The theme of the meeting was “Environmental protection in a multi-stressed world,” which was selected because Barcelona is located in the Mediterranean region, whose freshwater ecosystems are threatened by a variety of stressors, including water scarcity, chemical pollution, geomorphological alterations, changes in land uses, climate variability, invasive species and pathogens. Stressors are of diverse nature but cause adverse effects on biological communities and ecosystems. Ultimately, these effects threaten the water quality and biological diversity of European water bodies, as well as those around the world, with important economic consequences. One of the solutions highlighted at SETAC Barcelona was to clean and re-use the waste water.
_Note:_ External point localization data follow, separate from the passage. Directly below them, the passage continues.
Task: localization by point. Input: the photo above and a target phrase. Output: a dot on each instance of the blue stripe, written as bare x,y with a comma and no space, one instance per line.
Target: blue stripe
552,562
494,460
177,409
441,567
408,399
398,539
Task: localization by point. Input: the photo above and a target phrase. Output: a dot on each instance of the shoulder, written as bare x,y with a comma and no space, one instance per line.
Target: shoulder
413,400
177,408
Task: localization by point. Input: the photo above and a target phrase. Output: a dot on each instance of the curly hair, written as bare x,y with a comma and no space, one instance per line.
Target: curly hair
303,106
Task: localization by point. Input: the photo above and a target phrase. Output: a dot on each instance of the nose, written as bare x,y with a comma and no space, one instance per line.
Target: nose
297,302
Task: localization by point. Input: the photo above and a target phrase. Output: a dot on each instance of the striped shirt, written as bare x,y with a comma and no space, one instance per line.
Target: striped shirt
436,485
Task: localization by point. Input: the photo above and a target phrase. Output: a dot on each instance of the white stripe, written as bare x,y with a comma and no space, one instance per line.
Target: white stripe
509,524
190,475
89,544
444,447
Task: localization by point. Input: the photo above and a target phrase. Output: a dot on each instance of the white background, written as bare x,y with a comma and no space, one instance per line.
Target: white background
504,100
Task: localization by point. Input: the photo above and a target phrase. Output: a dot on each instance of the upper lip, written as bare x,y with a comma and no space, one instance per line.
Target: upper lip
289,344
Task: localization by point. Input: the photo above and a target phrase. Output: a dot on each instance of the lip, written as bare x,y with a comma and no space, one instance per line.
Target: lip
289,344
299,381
Most topics of environmental toxicology and chemistry were covered, including aquatic and terrestrial ecotoxicology, ecosystem responses, system biology and ecotoxicogenomics, adverse outcome pathways, endocrine disruption, metal toxicity, fate and behavior of contaminants, emerging contaminants, fate and effects of nanoparticles, long-term effects of pollution, wildlife ecotoxicology, life cycle assessment, risk assessment, exposure and effect modeling, predictive toxicology, pollution prevention and remediation, the impact of plastics in aquatic ecosystems, antimicrobial resistance in the environment, wastewater treatment and reuse, the use of behavioral responses to endocrine disrupters, the study of the human exposome, and consideration of ecological compensation on pesticide regulation. Highlights in this meeting included engineering technologies to remove contaminants and hence to reuse contaminated wastes (see Figure); managing multi-stress in ecological systems, the application of system biology and predictive toxicology into regulation of chemicals; bioavailability and toxicity of nanoparticles including microplastics in the environment and innovations in environmental analytical chemistry.